Using Transparency on Scatterplots to Display Point Density
Many times when using a scatterplot that contains a high density of points, it is difficult to fully understand the data since some points are obscured by other points. Furthermore, there are many cases where the density of points needs to be understood, but this type of analysis cannot always be accomplished with normal scatterplot techniques. To facilitate solutions to both of these problems, it is possible in STATISTICA 10 to control point transparency in a scatterplot. This example illustrates creating a scatterplot with transparent points in STATISTICA.
The data that I am using is one day’s worth of recorded observations from a power plant (more than 25,000 pairs of data). The variables measured are recorded so often that a scatterplot of the data is usually not useful since all patterns in the data are lost due to a high density of plot points. If we produce the default scatterplot for this data we get this:
Here we see that there seems to be no obvious relationship between our X and Y variables. The problem is that we can’t see the density of the points at each spot, so visually a single outlier has as much impact as a point that represents 100 observations. To try to more accurately display our data graphically, let’s use the new transparency feature.

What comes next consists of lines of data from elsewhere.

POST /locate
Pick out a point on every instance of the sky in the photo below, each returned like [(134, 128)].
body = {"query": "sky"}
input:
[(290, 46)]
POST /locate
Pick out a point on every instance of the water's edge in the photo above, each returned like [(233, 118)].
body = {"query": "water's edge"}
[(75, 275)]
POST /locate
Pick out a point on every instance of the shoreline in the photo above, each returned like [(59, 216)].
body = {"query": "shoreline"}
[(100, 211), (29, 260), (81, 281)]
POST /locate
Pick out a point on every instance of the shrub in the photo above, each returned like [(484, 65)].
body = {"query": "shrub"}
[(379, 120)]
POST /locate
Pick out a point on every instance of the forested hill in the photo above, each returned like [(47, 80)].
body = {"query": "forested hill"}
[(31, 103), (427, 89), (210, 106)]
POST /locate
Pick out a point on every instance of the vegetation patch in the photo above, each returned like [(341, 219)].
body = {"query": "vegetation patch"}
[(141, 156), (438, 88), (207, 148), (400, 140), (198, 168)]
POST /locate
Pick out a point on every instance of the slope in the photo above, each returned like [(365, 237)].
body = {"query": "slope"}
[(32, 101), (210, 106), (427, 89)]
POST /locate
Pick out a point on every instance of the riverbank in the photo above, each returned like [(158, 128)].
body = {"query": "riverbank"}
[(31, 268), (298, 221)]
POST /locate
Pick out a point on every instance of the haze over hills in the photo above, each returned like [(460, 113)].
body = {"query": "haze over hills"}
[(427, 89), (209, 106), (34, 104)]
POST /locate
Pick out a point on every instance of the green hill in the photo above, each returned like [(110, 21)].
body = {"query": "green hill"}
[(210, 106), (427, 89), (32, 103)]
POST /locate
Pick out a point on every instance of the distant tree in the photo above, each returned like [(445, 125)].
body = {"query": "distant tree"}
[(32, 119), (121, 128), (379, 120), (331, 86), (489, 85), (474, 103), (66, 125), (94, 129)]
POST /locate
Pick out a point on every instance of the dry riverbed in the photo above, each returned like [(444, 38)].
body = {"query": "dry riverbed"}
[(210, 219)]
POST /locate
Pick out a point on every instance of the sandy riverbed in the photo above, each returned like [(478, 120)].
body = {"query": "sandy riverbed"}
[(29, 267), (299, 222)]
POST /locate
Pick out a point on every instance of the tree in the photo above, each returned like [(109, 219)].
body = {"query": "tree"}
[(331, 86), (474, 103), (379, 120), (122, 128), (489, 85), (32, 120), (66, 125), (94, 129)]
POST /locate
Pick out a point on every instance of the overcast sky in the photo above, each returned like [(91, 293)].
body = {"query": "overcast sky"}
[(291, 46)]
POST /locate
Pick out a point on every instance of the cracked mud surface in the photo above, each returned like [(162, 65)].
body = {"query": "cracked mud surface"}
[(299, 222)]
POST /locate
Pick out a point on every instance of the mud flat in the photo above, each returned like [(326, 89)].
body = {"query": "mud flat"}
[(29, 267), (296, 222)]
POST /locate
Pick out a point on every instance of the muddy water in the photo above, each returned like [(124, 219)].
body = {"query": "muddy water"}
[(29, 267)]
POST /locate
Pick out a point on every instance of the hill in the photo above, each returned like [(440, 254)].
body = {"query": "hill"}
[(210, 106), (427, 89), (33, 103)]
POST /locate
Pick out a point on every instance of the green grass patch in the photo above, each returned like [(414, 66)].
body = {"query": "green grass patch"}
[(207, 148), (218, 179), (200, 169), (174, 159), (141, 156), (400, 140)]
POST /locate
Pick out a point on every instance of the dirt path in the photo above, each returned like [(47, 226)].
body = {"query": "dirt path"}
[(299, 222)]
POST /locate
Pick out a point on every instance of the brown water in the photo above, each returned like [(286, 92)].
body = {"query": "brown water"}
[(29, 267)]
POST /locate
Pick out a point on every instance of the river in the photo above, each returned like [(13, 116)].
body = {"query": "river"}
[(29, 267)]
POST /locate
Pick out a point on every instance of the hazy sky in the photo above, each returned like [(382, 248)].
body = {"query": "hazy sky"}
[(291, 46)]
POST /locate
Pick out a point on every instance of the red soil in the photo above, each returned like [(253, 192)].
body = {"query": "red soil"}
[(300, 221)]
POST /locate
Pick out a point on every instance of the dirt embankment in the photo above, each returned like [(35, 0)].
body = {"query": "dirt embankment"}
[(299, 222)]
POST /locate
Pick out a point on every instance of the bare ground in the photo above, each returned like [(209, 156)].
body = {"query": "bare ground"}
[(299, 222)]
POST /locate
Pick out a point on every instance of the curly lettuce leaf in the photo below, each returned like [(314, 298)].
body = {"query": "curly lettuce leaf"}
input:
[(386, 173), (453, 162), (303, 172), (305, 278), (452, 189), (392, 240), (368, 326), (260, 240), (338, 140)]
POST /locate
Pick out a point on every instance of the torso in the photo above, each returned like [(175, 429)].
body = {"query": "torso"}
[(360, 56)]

The transparency slider that controls the plot point transparency is located in the lower-right corner of the scatterplot. I changed the transparency of the points to about 80%.
Now our plot is displaying data in a way that more information can be gained from it. We see that the majority of the points (where the plot is the darkest) falls inside a “bowtie” shape bounded by +/- 250 on the Y axis. This pattern enables us to have a much deeper understanding about the relationship between X and Y. We could not see this very distinctive pattern until we applied point transparency in our scatterplot.
Point transparency is just one of many improvements in graphical displays in STATSISTICA 10. We can see from this example that these improvements don’t just produce better looking graphics, they also present new ways to use graphics to glean information from complicated data sets.
-Shannon L. Dick